お手元に届いたら、ぜひ、まずは香りを楽しんでみてください。ウイスキーボンボンやカカオ純度の高い高級チョコレートを連想させるアロマが、ふんわりと広がります。
その後ゆっくり口に含むと、バレルのウッド香をヒントに、チョコレートケーキ、若干の完熟チェリー、カラメルなどの様々な要素が複雑に混ざり合い、最後には鼻腔をふわっと抜けていきます。

言うなれば、まさに「大人の飲み物」。冬の寒い日に暖炉で暖まりながら、少人数で、ゆったりと飲んでいただきたいビールに仕上がりました。皆様からどういった反応をいただけるのか、今からとても楽しみです!

クリーミーなスイーツと合わせて

ビールの個性がかなり強いので、味が濃い料理・個性が強い料理と合わせたいところ。ペアリングとして僕がオススメしたいのは「クリーミーなスイーツ」ですね。クリームチーズやクレームブリュレはいかがでしょうか。スタウトの焦げ感をまろやかにしてくれるので、きっと合うと思います。

でも、デザートスタウトのような感覚で、ビール単体で飲んでいただいても良いと思います!ちょうど「15℃」にすると、チョコレート香がさらに際立つので、ビール本来のフレーバーをお楽しみいただけますよ。

「造ったことのないものを造る」のは、やっぱりすごく面白かったです!特にバレルエイジドビールは、熟成してみないとどんなビールが出来上がるかが分からないので、本当にワクワクしました。
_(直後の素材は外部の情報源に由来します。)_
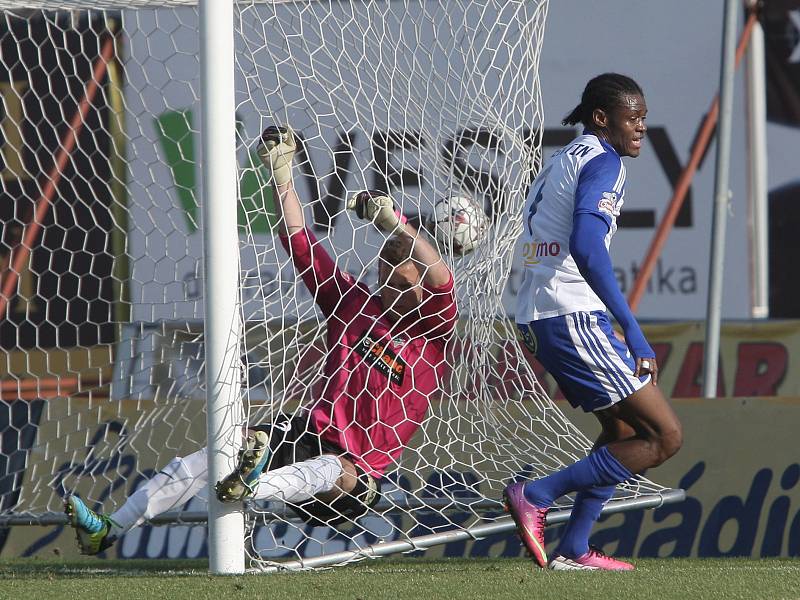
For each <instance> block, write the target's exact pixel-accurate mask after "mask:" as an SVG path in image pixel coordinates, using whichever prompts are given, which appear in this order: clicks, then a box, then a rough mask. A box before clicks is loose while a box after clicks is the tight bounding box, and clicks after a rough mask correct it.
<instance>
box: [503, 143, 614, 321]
mask: <svg viewBox="0 0 800 600" xmlns="http://www.w3.org/2000/svg"><path fill="white" fill-rule="evenodd" d="M624 194H625V167H624V165H623V164H622V160H621V159H620V157H619V154H617V152H616V151H615V150H614V149H613V148H612V147H611V146H610V145H608V144H607V143H605V142H604V141H602V140H600V139H598V138H597V136H595V135H591V134H589V135H581V136H578V137H577V138H575V139H574V140H573V141H572V142H570V143H569V144H567V145H566V146H564V147H563V148H562V149H561V150H559V151H558V152H556V153H555V154H553V156H552V157H551V158H550V161H549V163H548V164H547V165H545V167H544V169H542V171H541V172H540V173H539V175H538V177H536V179H535V180H534V182H533V184H532V185H531V187H530V191H529V192H528V198H527V200H526V201H525V208H524V213H523V227H524V231H523V234H522V240H521V241H522V242H523V243H522V245H521V251H522V259H523V260H522V262H523V267H524V276H523V280H522V286H521V287H520V290H519V293H518V295H517V311H516V321H517V322H518V323H529V322H530V321H536V320H538V319H547V318H549V317H557V316H561V315H566V314H569V313H574V312H578V311H585V312H591V311H594V310H606V306H605V304H603V302H602V301H601V300H600V298H598V297H597V294H595V293H594V291H592V289H591V287H589V284H588V283H587V282H586V280H585V279H584V278H583V276H582V275H581V274H580V271H578V267H577V265H576V264H575V260H574V259H573V258H572V255H571V254H570V249H569V248H570V246H569V241H570V236H571V235H572V223H573V215H575V214H577V213H592V214H596V215H598V216H600V217H601V218H602V219H603V220H605V221H606V223H607V224H608V234H607V235H606V238H605V243H606V248H608V247H609V246H610V244H611V238H612V236H613V235H614V233H615V232H616V230H617V216H618V215H619V212H620V209H621V208H622V203H623V196H624Z"/></svg>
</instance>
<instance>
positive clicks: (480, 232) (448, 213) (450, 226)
mask: <svg viewBox="0 0 800 600" xmlns="http://www.w3.org/2000/svg"><path fill="white" fill-rule="evenodd" d="M432 225H433V230H434V235H435V236H436V239H437V241H438V242H439V243H440V244H441V245H442V246H444V247H445V248H449V249H452V251H453V254H461V255H464V254H469V253H470V252H472V251H473V250H474V249H475V247H476V246H477V245H478V244H479V243H480V241H481V240H482V239H483V237H484V235H485V234H486V230H487V229H488V228H489V218H488V217H487V216H486V213H485V212H484V211H483V206H481V205H480V204H479V203H478V202H477V201H476V200H474V199H472V198H468V197H467V196H461V195H453V196H447V197H446V198H441V199H440V200H437V201H436V204H434V206H433V217H432Z"/></svg>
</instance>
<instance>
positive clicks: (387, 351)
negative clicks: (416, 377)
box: [354, 331, 407, 385]
mask: <svg viewBox="0 0 800 600" xmlns="http://www.w3.org/2000/svg"><path fill="white" fill-rule="evenodd" d="M390 345H391V342H390V343H389V344H387V343H386V341H385V340H380V339H376V338H374V337H373V336H372V335H370V334H369V333H367V332H366V331H365V332H364V333H363V334H362V335H361V337H360V338H358V341H357V342H356V345H355V348H354V349H355V351H356V352H357V353H358V355H359V356H360V357H361V358H363V359H364V363H366V364H367V365H369V366H370V367H372V368H374V369H377V370H378V372H379V373H381V374H382V375H384V376H386V377H387V378H388V379H389V381H391V382H392V383H396V384H397V385H402V384H403V378H404V376H405V373H406V368H407V365H406V363H405V361H404V360H403V359H402V358H400V357H399V356H397V353H396V352H395V351H394V350H392V349H391V348H390V347H389V346H390Z"/></svg>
「バレルフカミダス インペリアルスタウト」は、僕たちブルワーの遊び心が詰まったビールになったんじゃないかなと思います。挑戦できて良かったなあ。

「バレルフカミダス」のさらなる挑戦、その第一歩として完成した「バレルフカミダス インペリアルスタウト」。約2年間の僕たちのワクワクが、皆様にも伝わればうれしいです!ぜひ、感想も聞かせてくださいね。